Posted on October 1, 2020 by / 0 Comment

Your heart rate spikes and yet you experience a shortness of breath. Your mind is overwhelmed with fear-filled stimulus. Your chest resists expansion and your lungs burn as your muscles ache for oxygen. An unbearable sense of dread floods your entire being. You may be experiencing an anxiety attack, one of many anxiety disorders. These include panic attacks, obsessive-compulsive disorder (OCD), and post-traumatic stress disorder (PTSD). Let’s take a step over the edge into the depths of anxiety.

Ground Level

Anxiety is a result of Intense psychological stress which may induce physical/behavioral alterations as a result of changes in hippocampal brain function brought about by complex molecular signaling pathways.

There are interconnections between stress, behavior, and memory where stress plays an important role in long-term memory formation. Because memory and its formation are critical for our interactions with our environment and crucial to our survival (such as remembering a terrifying experience with peanut allergies from your past), stressful events induce the formation of long-lasting memories. These memories then influence our behaviors within our environment such as avoiding the peanut-butter and jelly sandwich a stranger handed you.

The Depths

Through the usage of rodent models and well-established stress-inducing experiments, the molecular mechanisms governing the observed changes related to stress and memory have been explored.

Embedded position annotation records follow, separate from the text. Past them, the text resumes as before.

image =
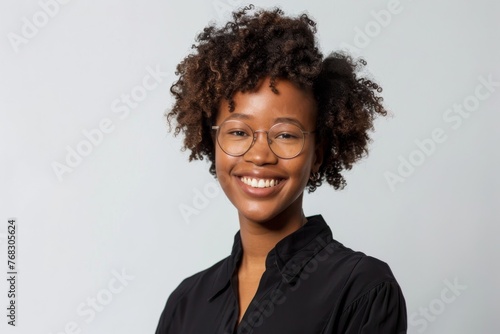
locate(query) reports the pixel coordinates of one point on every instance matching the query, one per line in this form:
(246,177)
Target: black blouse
(312,284)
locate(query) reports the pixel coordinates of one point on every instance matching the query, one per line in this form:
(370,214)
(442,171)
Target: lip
(259,192)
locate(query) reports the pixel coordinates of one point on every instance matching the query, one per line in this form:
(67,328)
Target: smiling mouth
(259,183)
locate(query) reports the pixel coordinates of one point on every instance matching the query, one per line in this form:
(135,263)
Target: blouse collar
(289,256)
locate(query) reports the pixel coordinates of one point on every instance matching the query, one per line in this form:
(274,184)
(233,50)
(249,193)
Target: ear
(319,153)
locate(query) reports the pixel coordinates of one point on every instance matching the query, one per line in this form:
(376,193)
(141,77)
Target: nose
(260,153)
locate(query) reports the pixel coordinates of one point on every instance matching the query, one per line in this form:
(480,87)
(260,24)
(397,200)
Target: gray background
(119,209)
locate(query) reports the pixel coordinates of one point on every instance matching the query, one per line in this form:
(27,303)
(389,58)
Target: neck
(259,238)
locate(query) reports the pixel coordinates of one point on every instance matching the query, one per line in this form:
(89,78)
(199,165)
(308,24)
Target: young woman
(274,117)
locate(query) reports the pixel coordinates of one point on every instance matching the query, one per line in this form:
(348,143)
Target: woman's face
(279,194)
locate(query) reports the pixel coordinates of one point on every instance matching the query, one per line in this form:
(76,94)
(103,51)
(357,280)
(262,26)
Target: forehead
(263,107)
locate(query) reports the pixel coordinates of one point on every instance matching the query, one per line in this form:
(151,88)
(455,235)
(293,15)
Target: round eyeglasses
(235,138)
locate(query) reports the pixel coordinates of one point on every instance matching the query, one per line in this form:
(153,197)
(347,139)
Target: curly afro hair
(266,43)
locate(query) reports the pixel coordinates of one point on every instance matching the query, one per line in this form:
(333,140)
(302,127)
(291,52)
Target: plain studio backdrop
(111,216)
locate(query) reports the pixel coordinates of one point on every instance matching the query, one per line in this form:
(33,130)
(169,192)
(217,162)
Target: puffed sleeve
(382,310)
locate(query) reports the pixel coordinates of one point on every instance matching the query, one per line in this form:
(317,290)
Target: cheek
(223,166)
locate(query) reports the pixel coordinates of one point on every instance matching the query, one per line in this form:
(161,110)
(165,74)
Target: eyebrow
(276,120)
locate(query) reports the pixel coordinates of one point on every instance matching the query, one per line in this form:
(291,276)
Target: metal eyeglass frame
(217,127)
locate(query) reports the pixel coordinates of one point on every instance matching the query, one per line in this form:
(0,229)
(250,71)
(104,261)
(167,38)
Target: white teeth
(259,183)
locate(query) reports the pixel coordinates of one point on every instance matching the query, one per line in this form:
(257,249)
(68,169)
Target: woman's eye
(286,136)
(238,133)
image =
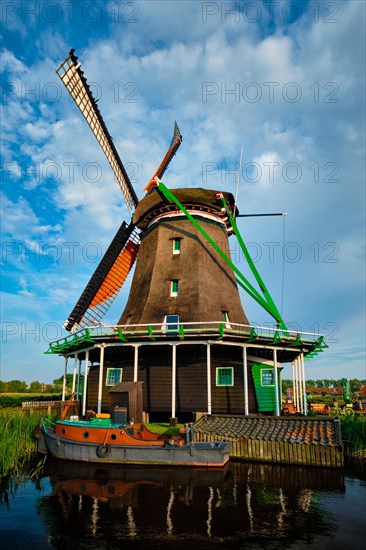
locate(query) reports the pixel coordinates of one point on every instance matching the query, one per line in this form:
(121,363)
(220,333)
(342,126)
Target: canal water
(256,506)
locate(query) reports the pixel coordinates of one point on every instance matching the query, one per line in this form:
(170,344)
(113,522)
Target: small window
(174,287)
(176,246)
(267,377)
(225,318)
(113,377)
(171,323)
(225,377)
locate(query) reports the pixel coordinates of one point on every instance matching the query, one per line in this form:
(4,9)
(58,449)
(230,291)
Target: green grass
(17,442)
(354,436)
(164,428)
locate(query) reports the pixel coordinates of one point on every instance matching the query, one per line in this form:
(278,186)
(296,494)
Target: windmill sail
(107,280)
(173,147)
(73,78)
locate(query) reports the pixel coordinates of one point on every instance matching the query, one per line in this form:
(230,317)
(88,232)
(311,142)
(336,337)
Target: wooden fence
(278,452)
(50,407)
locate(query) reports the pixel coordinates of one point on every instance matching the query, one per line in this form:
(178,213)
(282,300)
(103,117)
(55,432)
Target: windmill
(184,293)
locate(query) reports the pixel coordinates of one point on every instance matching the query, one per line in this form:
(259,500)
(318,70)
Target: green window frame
(267,377)
(113,376)
(176,246)
(225,376)
(174,285)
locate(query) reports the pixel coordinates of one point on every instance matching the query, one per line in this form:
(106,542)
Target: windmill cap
(198,198)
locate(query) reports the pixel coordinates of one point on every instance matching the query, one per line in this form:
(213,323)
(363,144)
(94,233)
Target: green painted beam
(272,308)
(242,281)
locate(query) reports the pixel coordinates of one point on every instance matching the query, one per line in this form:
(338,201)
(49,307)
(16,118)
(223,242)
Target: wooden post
(174,375)
(78,382)
(136,364)
(85,382)
(304,384)
(301,397)
(64,381)
(245,379)
(100,385)
(296,399)
(276,382)
(209,397)
(74,373)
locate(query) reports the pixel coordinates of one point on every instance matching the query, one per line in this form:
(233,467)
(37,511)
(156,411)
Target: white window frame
(174,293)
(165,325)
(267,385)
(179,241)
(107,373)
(217,377)
(225,319)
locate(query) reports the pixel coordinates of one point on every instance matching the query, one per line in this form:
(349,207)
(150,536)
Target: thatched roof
(153,202)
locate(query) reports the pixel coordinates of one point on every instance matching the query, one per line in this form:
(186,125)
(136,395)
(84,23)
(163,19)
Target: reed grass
(16,439)
(354,436)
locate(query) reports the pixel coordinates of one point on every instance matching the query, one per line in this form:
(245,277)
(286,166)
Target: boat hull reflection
(243,504)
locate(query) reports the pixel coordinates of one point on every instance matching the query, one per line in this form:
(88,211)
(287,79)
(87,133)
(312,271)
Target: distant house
(325,391)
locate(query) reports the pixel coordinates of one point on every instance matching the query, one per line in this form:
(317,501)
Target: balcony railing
(214,330)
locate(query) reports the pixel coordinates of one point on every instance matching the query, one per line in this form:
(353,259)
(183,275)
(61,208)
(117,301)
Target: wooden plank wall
(155,372)
(278,452)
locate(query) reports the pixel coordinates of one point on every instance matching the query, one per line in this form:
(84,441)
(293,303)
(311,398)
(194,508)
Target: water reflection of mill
(159,504)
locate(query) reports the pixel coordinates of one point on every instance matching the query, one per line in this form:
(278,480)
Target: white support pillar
(304,384)
(85,382)
(209,397)
(78,381)
(299,386)
(174,377)
(100,385)
(277,404)
(64,381)
(296,401)
(245,379)
(136,364)
(74,373)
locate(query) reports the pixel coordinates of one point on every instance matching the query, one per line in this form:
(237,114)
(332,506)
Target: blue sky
(285,80)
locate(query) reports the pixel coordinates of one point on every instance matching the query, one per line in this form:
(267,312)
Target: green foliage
(16,439)
(35,386)
(17,400)
(16,386)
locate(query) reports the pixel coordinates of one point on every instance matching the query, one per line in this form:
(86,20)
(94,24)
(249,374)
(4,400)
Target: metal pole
(245,378)
(174,374)
(304,384)
(136,364)
(85,382)
(100,386)
(74,373)
(209,398)
(276,382)
(64,381)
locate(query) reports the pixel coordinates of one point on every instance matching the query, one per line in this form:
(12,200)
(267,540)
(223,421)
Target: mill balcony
(260,339)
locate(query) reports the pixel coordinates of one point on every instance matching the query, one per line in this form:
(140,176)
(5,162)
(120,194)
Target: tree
(16,386)
(60,381)
(35,387)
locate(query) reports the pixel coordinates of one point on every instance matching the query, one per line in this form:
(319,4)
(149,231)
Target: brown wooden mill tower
(183,344)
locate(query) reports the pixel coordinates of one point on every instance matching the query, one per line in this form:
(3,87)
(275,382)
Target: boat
(104,440)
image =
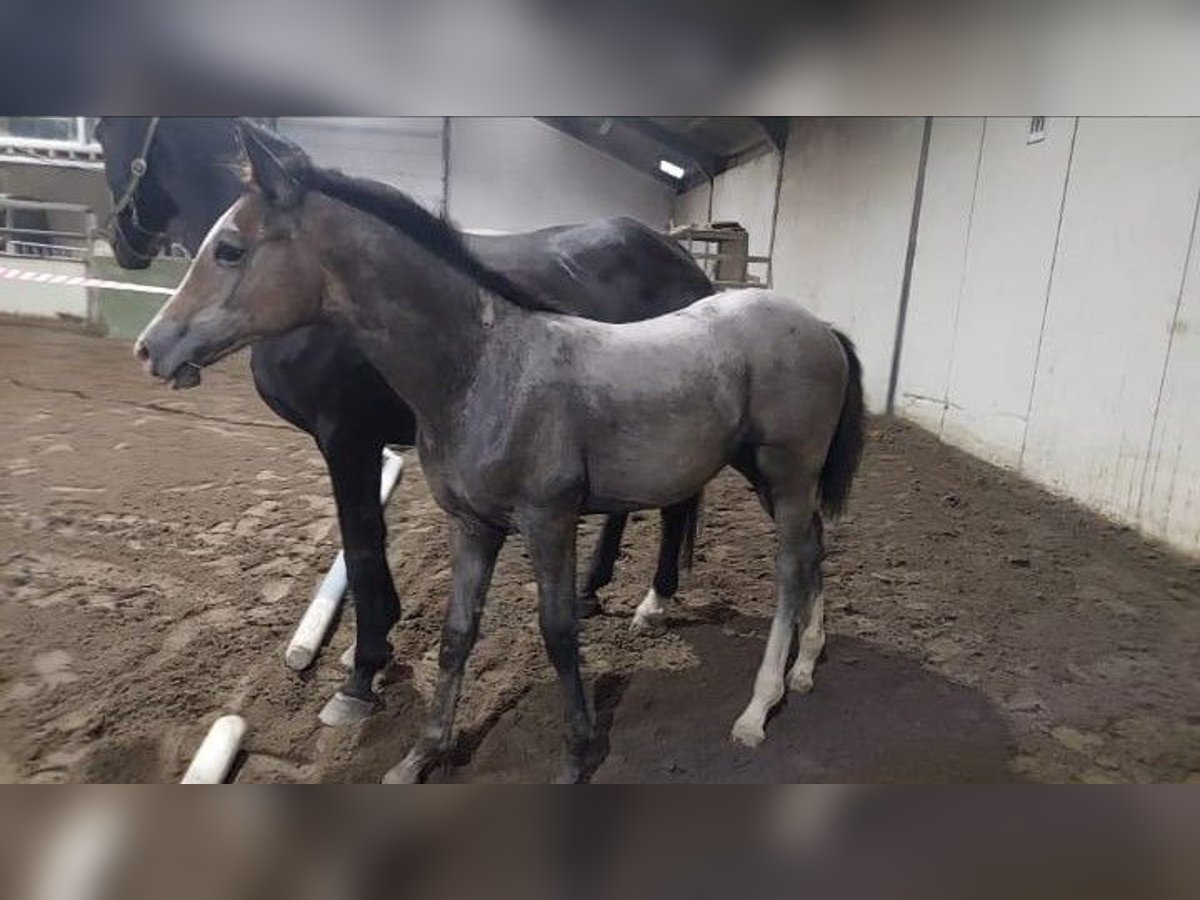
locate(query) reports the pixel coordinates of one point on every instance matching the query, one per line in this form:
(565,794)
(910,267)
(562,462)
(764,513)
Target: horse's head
(255,275)
(142,209)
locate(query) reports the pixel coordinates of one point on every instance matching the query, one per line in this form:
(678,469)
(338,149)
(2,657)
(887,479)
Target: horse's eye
(228,253)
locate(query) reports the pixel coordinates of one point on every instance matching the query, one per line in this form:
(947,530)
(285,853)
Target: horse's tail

To briefly summarize the detailed pathways and mechanisms leading to anxiety and the formation of associated long-term memories, these events are closely related to glucocorticoids, MAPK, NMDA, and GABA, neural signaling pathways, which are all related to stress, behavioral changes, and long-term memory.

Recap

Subjection of individuals to traumatic or hyper stressful situations specifically early on in their development makes them more likely to develop anxiety disorders especially PTSD and is a result of an inability to properly cope with intense stresses. The link between stress, behavioral response, and memory is revealed, as aforementioned, through the interactions of glucocorticoids, NMDA, MAPK, and Gabaergic driven neural pathways in the regulation of gene transcription within the limbic system. Any disruptions to these pathways can result in stress-related disorders including PTSD. To summarize, a cascade of molecular interactions between several proteins and their effectors results in an increased Histone mark (H3S10pK14ac) which then encourages the stress induced transcription of two genes fos and erg1 which produces proteins important in the process of memory formation.

Relief

Further exploration and a deeper understanding of these mechanisms could lead to therapeutic treatments for stress-related disorders and shed light on the complex mechanisms that govern the link between stress, behavior, and memory. the link between psychological stress, the changes in behavior, and the effects on memory is an important subject of investigation as it could yield potential therapeutics with intentions of relieving individuals of their symptoms or the disorder completely.